Even before I knew I had a distant relative on the Titanic, I was deeply fascinated by the disaster.
I must have been 6 or 7 when I stumbled upon a couple of old National Geographic magazines in my childhood basement about the recent discovery of the ship's wreckage.
I found myself paging through a worn copy from December 1985 with a story by Robert Ballard, the explorer who discovered the ruins that year.
It had underwater photos like I'd never seen of the rusted hull of a sunken ship that had been sitting on the ocean floor, undisturbed, for decades.
I can't say what could possibly draw a little girl to such a nightmare but I was transfixed and immediately took the magazine to my dad, who I presumed had never heard of this massive historical event. That's when he told me we had a family connection.
Titanic still doesn't hold a candle to the intensity of reading the words of the people who experienced the calamity and lived to tell their tales.
A survivor, Olaus Abelseth, was married to my great-great-grandfather's sister, Anna Grinde.
His survival story is almost too wild to believe, but the Norwegian immigrant's sworn testimony in front of a Senate inquiry is now on the internet for anyone to read.
Olaus was a 25-year-old steerage passenger (not unlike Leonardo DiCaprio's plebeian charmer) travelling with a few family members back to the United States, where he was a farmer in South Dakota. He was on the top deck as the ship began to sink into the North Atlantic.
"I asked my brother-in-law if he could swim and he said no," Olaus testified to Senator William Alden Smith.
"I asked my cousin if he could swim and he said no. So we could see the water coming up, the bow of the ship was going down, and there was a kind of an explosion.
We could hear the popping and cracking, and the deck raised up and got so steep that the people could not stand on their feet on the deck. So they fell down and slid on the deck into the water right on the ship."
Olaus, his cousin and brother-in-law grabbed on to a rope hanging above them and waited until the water was close before jumping in. Olaus tried to hold on to his family but got pulled under the water and tangled in ropes.
He struggled to free himself, and when he resurfaced, his family was gone.
He was wearing a lifejacket, so other people grabbed on to him, using him as a buoy.
"I was trying to swim, and there was a man - lots of them were floating around - and he got me on the neck like that and pressed me under, trying to get on top of me.
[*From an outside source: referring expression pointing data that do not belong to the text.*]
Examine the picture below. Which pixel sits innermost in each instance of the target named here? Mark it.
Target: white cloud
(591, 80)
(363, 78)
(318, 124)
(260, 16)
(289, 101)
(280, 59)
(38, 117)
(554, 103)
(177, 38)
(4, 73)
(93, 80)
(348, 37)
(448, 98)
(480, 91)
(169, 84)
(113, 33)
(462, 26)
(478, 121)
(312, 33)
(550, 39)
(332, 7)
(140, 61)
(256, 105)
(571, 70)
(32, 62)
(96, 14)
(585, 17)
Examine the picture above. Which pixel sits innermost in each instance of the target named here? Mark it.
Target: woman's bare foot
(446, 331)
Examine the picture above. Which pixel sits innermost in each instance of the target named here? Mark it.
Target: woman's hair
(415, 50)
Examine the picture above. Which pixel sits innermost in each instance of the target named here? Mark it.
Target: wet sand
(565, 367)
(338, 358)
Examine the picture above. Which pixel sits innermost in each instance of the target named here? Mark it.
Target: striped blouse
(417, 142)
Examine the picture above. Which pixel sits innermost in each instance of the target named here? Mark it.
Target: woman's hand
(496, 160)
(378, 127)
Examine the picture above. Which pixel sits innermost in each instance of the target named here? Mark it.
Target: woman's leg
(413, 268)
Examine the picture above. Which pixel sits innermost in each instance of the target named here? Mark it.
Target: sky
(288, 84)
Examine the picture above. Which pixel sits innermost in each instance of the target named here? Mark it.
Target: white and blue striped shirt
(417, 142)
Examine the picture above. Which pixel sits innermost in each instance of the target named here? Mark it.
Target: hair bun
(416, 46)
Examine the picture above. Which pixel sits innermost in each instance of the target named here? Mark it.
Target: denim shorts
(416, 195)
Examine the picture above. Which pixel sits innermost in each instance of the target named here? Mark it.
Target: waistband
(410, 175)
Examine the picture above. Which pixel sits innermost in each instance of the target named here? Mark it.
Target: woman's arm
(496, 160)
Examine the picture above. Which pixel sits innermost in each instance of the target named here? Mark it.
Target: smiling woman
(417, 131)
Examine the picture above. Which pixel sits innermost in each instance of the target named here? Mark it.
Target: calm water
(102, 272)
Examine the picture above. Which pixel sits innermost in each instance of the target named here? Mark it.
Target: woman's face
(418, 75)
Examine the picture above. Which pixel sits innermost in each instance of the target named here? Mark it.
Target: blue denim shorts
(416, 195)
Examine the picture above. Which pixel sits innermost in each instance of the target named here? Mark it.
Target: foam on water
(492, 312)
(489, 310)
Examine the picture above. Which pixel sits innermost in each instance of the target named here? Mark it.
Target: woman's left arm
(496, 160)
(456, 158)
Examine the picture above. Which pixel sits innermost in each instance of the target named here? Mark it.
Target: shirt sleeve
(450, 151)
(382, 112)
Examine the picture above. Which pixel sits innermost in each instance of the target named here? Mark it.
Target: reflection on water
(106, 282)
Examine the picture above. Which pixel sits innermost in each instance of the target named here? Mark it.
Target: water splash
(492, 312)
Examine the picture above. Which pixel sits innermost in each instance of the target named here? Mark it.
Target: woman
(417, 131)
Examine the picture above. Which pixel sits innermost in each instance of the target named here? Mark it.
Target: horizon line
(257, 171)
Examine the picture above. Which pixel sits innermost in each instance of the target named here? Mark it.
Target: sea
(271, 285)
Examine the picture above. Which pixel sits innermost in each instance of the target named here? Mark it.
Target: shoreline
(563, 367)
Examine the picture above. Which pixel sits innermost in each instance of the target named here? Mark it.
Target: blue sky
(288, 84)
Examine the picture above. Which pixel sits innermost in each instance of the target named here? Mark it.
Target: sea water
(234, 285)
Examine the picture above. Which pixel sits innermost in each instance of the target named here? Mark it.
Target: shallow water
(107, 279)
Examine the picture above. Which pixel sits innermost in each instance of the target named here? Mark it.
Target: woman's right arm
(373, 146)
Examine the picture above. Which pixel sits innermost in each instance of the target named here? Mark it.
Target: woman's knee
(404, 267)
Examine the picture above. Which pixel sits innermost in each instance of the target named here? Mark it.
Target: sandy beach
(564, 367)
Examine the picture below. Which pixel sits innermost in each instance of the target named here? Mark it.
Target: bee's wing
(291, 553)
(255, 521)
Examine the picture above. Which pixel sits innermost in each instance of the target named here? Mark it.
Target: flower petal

I said to him, 'Let go.' Of course, he did not pay any attention to that, but I got away from him."
He then swam for 15 or 20 minutes until he came upon one of the lifeboats. Worried about capsizing it, he floated alongside for a bit but eventually pulled himself to (relative) safety.
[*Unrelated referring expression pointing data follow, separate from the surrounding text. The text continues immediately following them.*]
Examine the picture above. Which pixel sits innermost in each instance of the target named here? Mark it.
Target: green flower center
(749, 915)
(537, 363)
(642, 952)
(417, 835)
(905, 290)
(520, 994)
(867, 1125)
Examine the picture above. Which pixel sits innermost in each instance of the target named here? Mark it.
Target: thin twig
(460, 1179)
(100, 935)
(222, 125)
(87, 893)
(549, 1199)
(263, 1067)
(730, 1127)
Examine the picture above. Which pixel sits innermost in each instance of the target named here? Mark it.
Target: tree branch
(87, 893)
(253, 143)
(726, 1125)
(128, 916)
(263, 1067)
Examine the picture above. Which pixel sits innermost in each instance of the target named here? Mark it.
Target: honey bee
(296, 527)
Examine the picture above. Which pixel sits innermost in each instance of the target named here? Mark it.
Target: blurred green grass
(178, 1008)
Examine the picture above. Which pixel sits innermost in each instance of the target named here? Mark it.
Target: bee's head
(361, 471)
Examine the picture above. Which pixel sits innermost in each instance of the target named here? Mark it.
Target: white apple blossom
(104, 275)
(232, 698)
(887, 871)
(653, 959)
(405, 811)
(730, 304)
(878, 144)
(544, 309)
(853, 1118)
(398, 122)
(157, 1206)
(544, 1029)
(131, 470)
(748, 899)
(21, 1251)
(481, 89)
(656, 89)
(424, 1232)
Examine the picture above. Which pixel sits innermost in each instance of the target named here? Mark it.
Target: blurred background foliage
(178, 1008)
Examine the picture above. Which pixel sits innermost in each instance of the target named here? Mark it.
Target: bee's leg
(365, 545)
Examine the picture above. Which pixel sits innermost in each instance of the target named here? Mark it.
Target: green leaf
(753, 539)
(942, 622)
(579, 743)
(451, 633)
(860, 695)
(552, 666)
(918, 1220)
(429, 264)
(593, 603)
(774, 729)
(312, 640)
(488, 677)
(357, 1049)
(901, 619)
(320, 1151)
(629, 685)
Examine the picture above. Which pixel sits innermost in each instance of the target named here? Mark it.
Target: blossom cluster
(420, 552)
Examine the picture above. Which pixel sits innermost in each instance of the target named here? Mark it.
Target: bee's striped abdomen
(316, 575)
By then, some on the collapsible boat had already succumbed to hypothermia; more would die in the hours it took the RMS Carpathia to rescue them.
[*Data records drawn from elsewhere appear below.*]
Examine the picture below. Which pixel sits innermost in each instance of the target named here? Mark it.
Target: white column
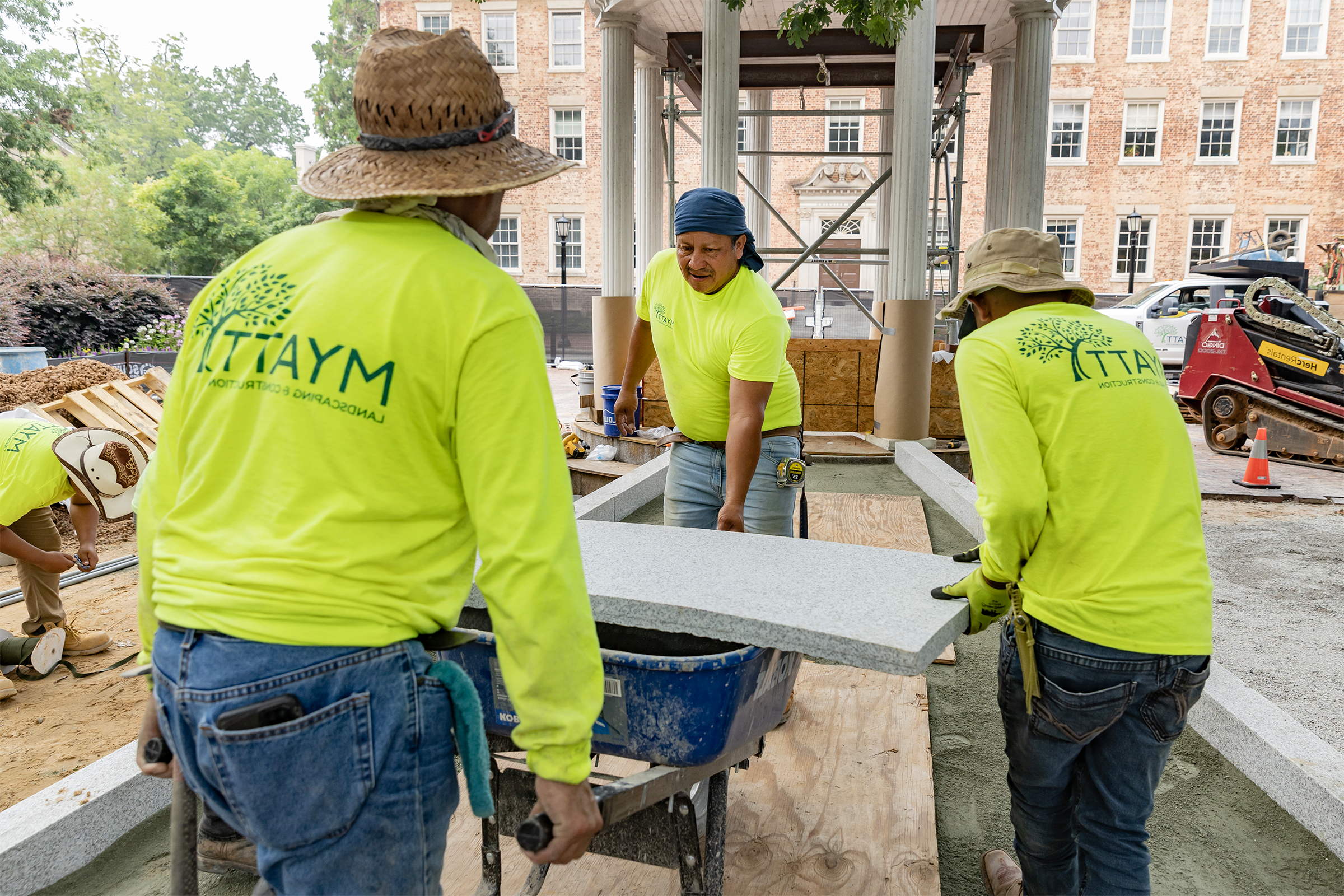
(648, 164)
(901, 403)
(882, 233)
(999, 152)
(758, 167)
(613, 312)
(1032, 113)
(720, 97)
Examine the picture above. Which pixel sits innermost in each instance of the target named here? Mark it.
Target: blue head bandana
(717, 211)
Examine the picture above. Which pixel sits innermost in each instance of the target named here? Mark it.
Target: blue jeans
(698, 477)
(1082, 767)
(355, 796)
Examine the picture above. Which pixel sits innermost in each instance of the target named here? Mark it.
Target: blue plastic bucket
(22, 358)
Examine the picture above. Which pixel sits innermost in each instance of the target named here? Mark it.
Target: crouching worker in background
(331, 463)
(1097, 553)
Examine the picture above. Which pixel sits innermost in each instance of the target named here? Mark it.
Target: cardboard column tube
(613, 321)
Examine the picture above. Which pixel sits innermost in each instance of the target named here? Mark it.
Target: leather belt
(673, 438)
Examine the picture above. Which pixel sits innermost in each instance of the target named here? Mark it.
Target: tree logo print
(1050, 338)
(249, 297)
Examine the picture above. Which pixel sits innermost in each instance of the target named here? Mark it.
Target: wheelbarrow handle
(535, 833)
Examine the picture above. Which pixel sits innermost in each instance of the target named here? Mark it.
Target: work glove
(987, 601)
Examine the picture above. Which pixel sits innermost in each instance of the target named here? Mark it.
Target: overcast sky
(274, 35)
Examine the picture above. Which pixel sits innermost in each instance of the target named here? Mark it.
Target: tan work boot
(81, 644)
(1000, 874)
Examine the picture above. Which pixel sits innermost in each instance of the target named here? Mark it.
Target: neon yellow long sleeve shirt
(360, 409)
(1086, 480)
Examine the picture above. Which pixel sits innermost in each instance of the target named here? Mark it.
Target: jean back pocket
(301, 781)
(1079, 718)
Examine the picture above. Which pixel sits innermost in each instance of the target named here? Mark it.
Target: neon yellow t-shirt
(30, 474)
(361, 406)
(703, 340)
(1086, 479)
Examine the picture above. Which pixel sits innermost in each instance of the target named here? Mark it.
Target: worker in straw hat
(360, 418)
(44, 464)
(1093, 548)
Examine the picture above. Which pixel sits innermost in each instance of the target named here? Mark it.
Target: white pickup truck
(1160, 311)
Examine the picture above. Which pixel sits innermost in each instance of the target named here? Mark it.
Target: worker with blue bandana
(721, 338)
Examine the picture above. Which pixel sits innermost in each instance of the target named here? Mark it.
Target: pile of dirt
(49, 383)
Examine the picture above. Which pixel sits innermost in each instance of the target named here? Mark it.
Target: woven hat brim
(1080, 295)
(357, 172)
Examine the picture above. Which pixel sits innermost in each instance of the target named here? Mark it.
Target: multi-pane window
(1140, 250)
(566, 39)
(573, 245)
(437, 23)
(1073, 34)
(1066, 230)
(1305, 22)
(1207, 240)
(1226, 27)
(1148, 29)
(568, 133)
(1141, 127)
(501, 39)
(1294, 226)
(1066, 129)
(1218, 129)
(843, 135)
(506, 242)
(1296, 128)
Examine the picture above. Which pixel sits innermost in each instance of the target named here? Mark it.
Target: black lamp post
(1135, 221)
(562, 231)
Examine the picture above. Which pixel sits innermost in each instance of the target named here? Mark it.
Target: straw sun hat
(1026, 261)
(433, 123)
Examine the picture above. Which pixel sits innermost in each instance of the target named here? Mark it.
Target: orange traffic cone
(1257, 468)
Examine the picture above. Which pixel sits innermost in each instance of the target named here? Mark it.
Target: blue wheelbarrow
(691, 707)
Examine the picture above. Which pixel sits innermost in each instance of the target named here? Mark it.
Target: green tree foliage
(334, 99)
(35, 105)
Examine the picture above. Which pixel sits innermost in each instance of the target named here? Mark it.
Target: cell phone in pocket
(260, 715)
Olaus recalled how one passenger died just when their salvation seemed assured. The man was sitting on the floor of the boat, which had filled with about a foot of water.
"I said to him, 'We can see a ship now. Brace up,"' Olaus said. "I took him by the shoulder and shook him, and he said, 'Who are you?' He said, 'Let me be. Who are you?' I held him up like that for a while, but I got tired and cold, and I took a little piece of a small board, a lot of which were floating around there, and laid it under his head ... to keep his head from the water; but it was not more than about half an hour or so when he died."
How did Olaus survive? Having lost my grandfather to hypothermia after his boat capsized in Puget Sound one March morning in 1985, it's hard to fathom how someone recovers from swimming in the North Atlantic in April.
I generally chalk it up to Olaus' exceptionally hardy Scandinavian roots. He eventually made it back to South Dakota and died there many years later, in 1980, at 94.
Reading his testimony, and similar stories from other survivors, I find myself gaping in awe at the measured accounts they gave of the horrors they endured.
One thing I will say for James Cameron's Titanic is that he did a noble job of recreating the terrible ordeal, showing how chaos and rushing water and screams gave way to the final dramatic catastrophe, when the great ship fractured in two before plummeting into the sea.
Cameron cared about getting those details just right. If only he'd spent as much time on a story that still seems thin, overly long and unconvincing.
At the end of the movie, Kate Winslet's character, Rose, survives by using a door as a float while her sweetheart, DiCaprio's Jack, freezes to death.
That led to more consternation than genuine sorrow. (Why didn't she just make room for him?)
I still think the opinionated teenager in me had a point - even if it's hard to argue with $2 billion-plus of earnings.
The truth is, Titanic, with all its special effects and gorgeous A-listers, doesn't hold a candle to the intensity of reading the words of the people who experienced the calamity and lived to tell their tales.